The letter, which has been signed by unions, professional bodies, and multi-academy trusts, states: “The intensifying cost of living crisis means many more are now struggling to afford school lunches. We are seeing children falling into school meal debt, and there is a serious threat to take-up of school meals and the viability of the catering service, not to mention risking the health and wellbeing of our pupils.

“We see the devastating reality of children coming to school unable to afford to buy lunch, because their family circumstances mean they fall outside the restrictive free school meal eligibility criteria.”

“Now is the right moment for the government to commit to an expansion of FSM, providing a nutritional safety net that supports all children to learn and achieve.

“The clear solution to ensuring fairness and equity across our schools is to extend universal provision, as Wales and Scotland are now committed to deliver. But as an immediate first step, free school meal eligibility criteria need to be expanded to all families receiving universal credit (or an equivalent benefit).”

Research last year (Patrick et al, 2021) revealed that despite a rise in the number of children claiming FSMs in the year to March 2021, restrictive eligibility criteria still prevent many in poverty from accessing any form of FSM provision.

For example, households on Universal Credit in England and Wales must earn less than £7,400 a year to be eligible for FSM, regardless of the number of children in the family. In Scotland, they must earn less than £7,320, while in Northern Ireland, it is £14,000.

Many campaigners want to see school meals offered to every pupil, something which the report last year estimated would cost £1.75bn a year. Meanwhile, offering FSMs to all households on Universal Credit would cost £700m. Another stepping-stone would be to follow the Scottish government’s lead by extending FSMs to all primary school pupils. Patrick et al estimates this would cost £770m.

One of the signatories to the Food Foundation letter is Geoff Barton, general secretary of the Association of School and College Leaders.

He said: “It is vital in general that FSM provision is extended to more children but particularly so at this time because of the cost-of-living crisis which is pushing many families deeper into poverty. A significant number of children in difficult circumstances are clearly missing out.

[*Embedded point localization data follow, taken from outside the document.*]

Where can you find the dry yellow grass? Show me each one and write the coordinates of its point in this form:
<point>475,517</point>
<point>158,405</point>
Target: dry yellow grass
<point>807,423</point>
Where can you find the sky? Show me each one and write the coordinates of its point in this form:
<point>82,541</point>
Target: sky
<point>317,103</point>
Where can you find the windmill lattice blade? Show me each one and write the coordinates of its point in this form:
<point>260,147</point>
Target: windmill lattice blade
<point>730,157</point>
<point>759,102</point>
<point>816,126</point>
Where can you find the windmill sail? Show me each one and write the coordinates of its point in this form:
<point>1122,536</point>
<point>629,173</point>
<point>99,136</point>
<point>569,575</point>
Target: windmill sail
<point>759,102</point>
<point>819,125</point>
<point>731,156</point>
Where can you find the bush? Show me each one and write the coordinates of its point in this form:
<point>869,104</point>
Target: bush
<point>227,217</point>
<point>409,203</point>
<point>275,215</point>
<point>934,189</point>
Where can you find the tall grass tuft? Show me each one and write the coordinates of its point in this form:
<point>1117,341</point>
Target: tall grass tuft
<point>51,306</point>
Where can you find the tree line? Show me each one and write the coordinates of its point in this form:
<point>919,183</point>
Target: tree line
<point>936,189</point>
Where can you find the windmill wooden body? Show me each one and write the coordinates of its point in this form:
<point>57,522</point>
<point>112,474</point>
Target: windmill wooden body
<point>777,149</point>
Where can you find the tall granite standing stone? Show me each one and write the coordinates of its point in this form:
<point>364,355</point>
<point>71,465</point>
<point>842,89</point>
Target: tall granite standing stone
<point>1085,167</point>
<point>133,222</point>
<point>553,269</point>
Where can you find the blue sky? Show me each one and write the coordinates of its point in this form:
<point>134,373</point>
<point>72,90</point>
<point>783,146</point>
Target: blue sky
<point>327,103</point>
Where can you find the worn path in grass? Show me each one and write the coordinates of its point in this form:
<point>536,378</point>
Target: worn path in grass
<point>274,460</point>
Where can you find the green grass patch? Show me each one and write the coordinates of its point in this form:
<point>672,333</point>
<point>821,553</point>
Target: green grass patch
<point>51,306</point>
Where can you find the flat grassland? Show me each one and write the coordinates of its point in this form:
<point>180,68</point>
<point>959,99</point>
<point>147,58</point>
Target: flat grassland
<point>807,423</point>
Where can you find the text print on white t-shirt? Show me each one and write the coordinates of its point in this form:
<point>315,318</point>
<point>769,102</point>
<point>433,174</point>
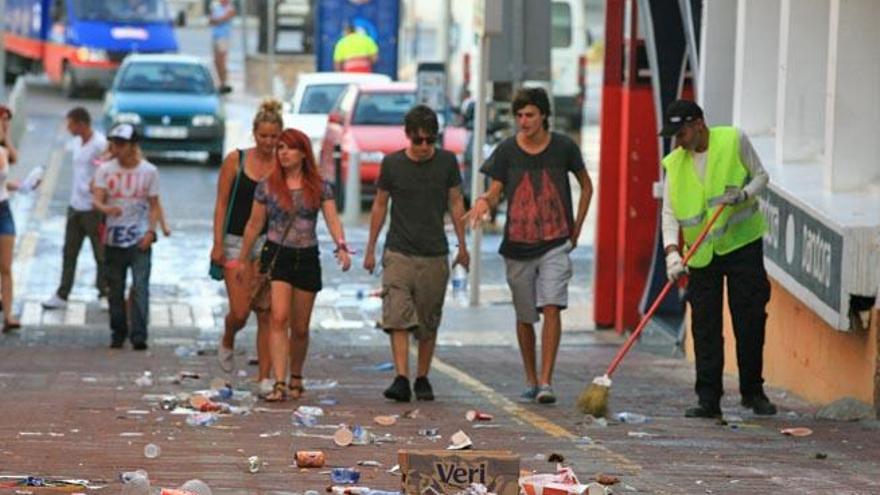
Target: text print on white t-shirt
<point>129,190</point>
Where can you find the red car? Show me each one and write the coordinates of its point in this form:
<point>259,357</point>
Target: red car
<point>368,119</point>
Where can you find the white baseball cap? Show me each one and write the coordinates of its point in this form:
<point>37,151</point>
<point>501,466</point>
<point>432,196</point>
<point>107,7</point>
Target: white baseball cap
<point>123,132</point>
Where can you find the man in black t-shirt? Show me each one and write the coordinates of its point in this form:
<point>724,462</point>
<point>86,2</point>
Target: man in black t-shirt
<point>423,183</point>
<point>531,170</point>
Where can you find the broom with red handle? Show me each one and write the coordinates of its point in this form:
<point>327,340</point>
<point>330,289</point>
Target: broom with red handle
<point>594,399</point>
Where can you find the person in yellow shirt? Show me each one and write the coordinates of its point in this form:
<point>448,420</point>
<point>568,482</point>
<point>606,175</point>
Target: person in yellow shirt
<point>711,167</point>
<point>355,52</point>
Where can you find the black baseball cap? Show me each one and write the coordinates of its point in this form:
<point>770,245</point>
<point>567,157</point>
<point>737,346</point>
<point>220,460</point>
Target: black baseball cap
<point>679,113</point>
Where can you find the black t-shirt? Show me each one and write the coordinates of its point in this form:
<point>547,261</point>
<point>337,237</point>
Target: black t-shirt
<point>538,192</point>
<point>419,200</point>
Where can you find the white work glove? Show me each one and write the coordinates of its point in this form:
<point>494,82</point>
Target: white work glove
<point>674,266</point>
<point>733,195</point>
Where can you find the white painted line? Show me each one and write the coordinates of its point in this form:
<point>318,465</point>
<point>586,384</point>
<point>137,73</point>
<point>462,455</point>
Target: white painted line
<point>75,313</point>
<point>181,316</point>
<point>159,316</point>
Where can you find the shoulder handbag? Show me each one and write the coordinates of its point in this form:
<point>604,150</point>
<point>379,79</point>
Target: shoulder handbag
<point>261,293</point>
<point>216,271</point>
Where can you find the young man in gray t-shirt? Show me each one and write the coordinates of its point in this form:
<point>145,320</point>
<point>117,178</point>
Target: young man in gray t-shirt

“Ensuring that all children who need this provision receive a FSM is hugely important not only in terms of health but also education as children who are hungry are not in a fit state to learn.”

The Food Foundation’s Jo Ralling added: “Government urgently needs to reconsider the threshold used in England for free school meals so more children are protected by this vital safety net. Far too many of our most vulnerable families are not receiving the support they need and the situation is now critical with the current cost of living crisis.”